Within the atmosphere of the room convection plays a large role in homogenizing temperature. Radiation has to be absorbed by something, transfer kinetic energy to the molecules , to be counted in the average kinetic energy as temperature.

but why there is such a difference out of atmosphere if heat comes from radiation?

Change in heat is connected with a change in temperature, and temperature is defined by the kinetic energy of the molecules.
So objects get hotter when the kinetic energy of the molecules that composes them gets larger.  Out of the atmosphere there are very few molecules to absorb  the radiation and increase their kinetic energy .Heat is energy and in the vacuum of space there are very few molecules to carry any energy.
A: Earth of course has a Greenhouse Effect--where absorbed solar radiation is remitted in the infrared from the surface.

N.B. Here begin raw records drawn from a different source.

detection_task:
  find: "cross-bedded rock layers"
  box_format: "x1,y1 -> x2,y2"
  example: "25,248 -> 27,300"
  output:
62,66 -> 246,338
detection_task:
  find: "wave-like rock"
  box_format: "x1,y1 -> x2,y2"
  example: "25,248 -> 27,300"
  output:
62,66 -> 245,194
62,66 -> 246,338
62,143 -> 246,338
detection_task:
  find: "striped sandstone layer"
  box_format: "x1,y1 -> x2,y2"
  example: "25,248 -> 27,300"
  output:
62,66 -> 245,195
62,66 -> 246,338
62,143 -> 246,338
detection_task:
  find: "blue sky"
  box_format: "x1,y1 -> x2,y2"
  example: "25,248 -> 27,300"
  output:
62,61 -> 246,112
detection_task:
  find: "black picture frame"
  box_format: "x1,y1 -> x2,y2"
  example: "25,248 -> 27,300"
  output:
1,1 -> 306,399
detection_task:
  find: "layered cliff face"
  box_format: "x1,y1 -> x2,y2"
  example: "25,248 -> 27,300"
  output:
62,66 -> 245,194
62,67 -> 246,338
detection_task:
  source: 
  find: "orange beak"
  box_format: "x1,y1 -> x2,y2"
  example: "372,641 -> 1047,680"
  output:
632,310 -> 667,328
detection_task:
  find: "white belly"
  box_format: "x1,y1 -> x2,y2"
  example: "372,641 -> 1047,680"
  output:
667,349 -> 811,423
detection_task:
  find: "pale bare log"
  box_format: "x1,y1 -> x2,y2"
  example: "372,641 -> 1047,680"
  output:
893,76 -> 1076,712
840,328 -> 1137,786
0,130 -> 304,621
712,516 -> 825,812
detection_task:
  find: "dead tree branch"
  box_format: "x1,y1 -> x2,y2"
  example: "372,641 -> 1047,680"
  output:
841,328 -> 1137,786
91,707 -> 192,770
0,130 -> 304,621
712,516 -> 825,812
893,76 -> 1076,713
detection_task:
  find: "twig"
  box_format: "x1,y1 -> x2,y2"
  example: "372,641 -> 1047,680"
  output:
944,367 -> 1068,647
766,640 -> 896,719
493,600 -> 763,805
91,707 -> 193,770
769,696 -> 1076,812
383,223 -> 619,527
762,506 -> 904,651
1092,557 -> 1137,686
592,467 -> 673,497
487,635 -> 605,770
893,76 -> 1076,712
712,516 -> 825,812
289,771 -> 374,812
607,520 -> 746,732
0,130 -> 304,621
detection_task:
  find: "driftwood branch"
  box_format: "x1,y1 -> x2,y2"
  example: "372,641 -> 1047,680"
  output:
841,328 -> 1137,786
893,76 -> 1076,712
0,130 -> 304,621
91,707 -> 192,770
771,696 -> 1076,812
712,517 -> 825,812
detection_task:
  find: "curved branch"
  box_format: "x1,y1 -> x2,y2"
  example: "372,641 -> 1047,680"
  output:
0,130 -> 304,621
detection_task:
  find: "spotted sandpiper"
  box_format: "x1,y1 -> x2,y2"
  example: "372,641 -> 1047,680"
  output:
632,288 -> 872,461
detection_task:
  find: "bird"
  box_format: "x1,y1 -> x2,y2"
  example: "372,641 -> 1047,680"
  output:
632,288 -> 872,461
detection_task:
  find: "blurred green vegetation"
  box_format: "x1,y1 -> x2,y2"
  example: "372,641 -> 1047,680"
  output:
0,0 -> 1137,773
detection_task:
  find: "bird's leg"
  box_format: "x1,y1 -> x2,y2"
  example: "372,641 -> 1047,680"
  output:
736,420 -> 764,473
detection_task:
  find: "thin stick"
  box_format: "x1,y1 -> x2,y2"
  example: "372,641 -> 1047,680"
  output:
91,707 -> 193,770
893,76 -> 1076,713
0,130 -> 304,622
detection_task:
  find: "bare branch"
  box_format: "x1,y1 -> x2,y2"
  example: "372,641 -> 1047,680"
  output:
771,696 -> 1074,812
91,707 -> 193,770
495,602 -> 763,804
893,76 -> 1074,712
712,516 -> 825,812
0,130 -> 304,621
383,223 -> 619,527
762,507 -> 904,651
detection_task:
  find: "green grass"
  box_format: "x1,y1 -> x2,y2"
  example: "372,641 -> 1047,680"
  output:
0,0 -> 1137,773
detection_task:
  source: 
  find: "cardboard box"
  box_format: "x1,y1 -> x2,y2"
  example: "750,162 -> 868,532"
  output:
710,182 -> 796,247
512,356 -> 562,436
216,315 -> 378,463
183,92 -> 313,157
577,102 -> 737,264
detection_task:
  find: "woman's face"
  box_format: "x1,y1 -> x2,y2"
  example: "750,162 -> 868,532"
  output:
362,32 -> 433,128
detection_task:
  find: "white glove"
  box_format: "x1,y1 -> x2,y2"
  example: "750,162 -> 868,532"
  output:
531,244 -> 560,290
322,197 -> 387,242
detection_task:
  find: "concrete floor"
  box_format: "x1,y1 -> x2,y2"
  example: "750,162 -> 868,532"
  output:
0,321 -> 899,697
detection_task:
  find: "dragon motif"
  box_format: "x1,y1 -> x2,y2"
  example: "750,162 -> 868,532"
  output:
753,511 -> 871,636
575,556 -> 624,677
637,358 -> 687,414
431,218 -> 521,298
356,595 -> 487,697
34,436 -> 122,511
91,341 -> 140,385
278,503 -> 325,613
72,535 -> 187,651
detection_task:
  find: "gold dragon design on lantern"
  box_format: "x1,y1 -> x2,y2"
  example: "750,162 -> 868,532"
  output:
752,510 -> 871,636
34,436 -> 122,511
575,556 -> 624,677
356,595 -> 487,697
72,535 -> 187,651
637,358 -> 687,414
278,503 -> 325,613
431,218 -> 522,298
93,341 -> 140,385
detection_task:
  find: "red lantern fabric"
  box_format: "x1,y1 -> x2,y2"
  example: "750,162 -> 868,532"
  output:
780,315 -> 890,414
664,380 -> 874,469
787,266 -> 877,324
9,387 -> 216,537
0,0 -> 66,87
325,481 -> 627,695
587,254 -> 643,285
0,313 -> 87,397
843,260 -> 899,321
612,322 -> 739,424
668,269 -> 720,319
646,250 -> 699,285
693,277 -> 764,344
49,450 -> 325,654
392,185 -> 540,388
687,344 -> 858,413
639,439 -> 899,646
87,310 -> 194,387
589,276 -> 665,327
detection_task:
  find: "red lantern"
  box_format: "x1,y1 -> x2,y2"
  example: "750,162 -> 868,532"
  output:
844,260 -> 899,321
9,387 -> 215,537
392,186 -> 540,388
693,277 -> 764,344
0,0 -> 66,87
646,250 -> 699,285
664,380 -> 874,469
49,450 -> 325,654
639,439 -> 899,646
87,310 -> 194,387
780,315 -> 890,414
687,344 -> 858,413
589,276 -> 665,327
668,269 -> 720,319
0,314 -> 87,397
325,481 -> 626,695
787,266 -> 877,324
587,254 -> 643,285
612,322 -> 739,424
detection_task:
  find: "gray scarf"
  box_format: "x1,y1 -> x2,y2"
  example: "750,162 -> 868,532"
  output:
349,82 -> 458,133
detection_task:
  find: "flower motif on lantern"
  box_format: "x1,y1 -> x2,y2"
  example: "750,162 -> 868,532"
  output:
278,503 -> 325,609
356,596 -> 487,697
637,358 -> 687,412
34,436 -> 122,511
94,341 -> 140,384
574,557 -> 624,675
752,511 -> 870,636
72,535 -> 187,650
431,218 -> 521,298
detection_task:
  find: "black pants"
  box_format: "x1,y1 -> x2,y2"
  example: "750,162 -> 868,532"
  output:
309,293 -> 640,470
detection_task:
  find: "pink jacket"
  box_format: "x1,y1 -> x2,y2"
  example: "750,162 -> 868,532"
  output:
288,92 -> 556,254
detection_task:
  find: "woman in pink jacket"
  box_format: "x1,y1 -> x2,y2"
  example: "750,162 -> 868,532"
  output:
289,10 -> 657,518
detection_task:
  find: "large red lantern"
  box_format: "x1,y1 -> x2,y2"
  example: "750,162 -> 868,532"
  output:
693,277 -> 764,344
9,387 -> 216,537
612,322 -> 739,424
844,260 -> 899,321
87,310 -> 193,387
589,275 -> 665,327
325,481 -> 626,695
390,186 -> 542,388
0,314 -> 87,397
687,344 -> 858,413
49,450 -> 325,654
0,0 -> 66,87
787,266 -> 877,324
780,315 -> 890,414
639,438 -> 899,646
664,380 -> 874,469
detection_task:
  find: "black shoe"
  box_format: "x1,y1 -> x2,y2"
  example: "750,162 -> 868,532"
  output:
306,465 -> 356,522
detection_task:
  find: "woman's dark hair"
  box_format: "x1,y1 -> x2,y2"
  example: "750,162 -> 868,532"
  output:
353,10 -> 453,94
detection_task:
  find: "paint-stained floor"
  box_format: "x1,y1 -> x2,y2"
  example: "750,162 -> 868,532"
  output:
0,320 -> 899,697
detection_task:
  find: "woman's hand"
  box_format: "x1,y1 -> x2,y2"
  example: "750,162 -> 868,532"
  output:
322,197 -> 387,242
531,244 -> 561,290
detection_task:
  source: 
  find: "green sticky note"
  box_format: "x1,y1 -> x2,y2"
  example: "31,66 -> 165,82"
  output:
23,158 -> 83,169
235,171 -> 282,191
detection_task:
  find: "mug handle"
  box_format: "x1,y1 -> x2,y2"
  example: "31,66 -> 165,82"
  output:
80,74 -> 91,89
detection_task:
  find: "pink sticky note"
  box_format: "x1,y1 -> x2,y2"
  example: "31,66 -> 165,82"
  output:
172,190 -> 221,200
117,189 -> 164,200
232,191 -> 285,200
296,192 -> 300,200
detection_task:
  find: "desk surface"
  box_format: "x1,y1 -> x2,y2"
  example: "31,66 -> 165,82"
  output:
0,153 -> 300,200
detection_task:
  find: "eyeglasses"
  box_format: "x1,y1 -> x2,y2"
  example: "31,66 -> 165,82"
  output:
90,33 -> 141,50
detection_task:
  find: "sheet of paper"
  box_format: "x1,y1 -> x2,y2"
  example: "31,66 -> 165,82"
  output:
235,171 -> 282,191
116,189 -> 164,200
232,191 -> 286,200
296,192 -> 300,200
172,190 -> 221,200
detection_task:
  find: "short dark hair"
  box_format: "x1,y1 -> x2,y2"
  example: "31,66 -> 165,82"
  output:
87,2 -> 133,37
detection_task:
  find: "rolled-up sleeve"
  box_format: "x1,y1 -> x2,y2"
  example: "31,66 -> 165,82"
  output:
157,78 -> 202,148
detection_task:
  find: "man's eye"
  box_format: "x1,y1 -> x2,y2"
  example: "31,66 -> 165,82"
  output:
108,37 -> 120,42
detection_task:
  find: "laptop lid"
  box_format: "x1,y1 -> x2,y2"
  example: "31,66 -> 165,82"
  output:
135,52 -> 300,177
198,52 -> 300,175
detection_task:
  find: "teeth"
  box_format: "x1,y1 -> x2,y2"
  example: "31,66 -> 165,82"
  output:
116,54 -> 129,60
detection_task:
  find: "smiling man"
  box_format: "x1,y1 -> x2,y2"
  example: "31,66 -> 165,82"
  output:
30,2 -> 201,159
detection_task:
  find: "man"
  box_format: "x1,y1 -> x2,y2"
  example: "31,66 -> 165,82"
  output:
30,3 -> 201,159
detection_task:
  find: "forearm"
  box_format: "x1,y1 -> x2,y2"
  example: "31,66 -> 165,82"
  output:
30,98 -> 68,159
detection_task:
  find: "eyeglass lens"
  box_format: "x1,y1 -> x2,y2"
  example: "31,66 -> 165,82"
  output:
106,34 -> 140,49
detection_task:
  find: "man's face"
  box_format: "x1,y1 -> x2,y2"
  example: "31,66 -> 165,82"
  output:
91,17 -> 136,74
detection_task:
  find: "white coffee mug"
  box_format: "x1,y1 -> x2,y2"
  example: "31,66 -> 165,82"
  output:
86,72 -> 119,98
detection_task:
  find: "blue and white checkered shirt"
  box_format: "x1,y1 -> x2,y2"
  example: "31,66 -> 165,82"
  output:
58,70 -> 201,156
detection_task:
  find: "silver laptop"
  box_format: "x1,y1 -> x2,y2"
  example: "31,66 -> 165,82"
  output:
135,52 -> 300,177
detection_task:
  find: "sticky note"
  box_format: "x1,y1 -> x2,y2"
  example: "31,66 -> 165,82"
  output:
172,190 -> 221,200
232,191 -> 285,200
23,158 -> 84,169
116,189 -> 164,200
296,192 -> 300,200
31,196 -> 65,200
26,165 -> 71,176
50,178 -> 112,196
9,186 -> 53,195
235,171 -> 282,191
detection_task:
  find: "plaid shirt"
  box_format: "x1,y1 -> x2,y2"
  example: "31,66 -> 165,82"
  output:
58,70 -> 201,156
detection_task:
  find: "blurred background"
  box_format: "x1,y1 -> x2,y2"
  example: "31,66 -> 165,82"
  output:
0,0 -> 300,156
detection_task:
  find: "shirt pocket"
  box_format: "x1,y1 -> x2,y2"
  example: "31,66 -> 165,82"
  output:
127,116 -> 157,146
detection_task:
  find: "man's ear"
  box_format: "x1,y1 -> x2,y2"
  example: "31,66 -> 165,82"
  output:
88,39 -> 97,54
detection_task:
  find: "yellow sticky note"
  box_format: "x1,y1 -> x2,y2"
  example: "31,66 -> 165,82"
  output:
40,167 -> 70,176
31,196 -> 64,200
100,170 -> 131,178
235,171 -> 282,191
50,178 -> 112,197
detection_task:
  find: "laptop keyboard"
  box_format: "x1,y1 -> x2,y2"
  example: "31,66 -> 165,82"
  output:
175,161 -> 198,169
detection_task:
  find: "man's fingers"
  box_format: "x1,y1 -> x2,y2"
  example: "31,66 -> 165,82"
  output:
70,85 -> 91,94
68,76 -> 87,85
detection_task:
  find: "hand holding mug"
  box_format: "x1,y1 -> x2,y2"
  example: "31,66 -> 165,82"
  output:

That is absorbed by the adjacent layer of atmosphere, which reradiates isotropically, leading to heating of the layer above that, and so on until you get to 1 optical depth from the top, and radiation can escape to space. (It is this top layer that has a temperature that matches the power absorbed from the sun). The surface temp (in a weather-free model) just depends on the total IR optical depth--so adding Greenhouse gases increases it (c.f. Venus).
An aside on fire: if you watch a fire spread through the neighborhoods of LA, direct IR is a huge factor. When a 100ft wall of fire is a "safe" distance away with respect to convetion and conduction, you will see houses' paint bubble and smoke and then the whole thing bursts into flames. Nevertheless, I have seen houses without a line-of-sight view of flames but bathed in hot wind burst into flames too.
A: That is the greenhouse effect. The Earth as a whole is radiating as much energy as it receives from the Sun. Seen from space, Earth has a temperature of about 255 kelvin. That radiation comes from IR-active molecules in the atmosphere, mainly carbon dioxide, ozone and water.
Now, these molecules radiate both upward and downward. So the surface is heated both by direct sunlight and by IR radiation from the upper atmosphere. These two contribution are roughly equally important. 
The surface must also radiate as much as it absorbs. According the the Stephan-Boltzmann law, radiation is proportional to $T^4$. To radiate twice as much as the upper atmosphere, the surface should be warmer with a factor $\sqrt[4]{2} \approx 1.19$. This rough estimate would result in a surface temperature of about 303 K.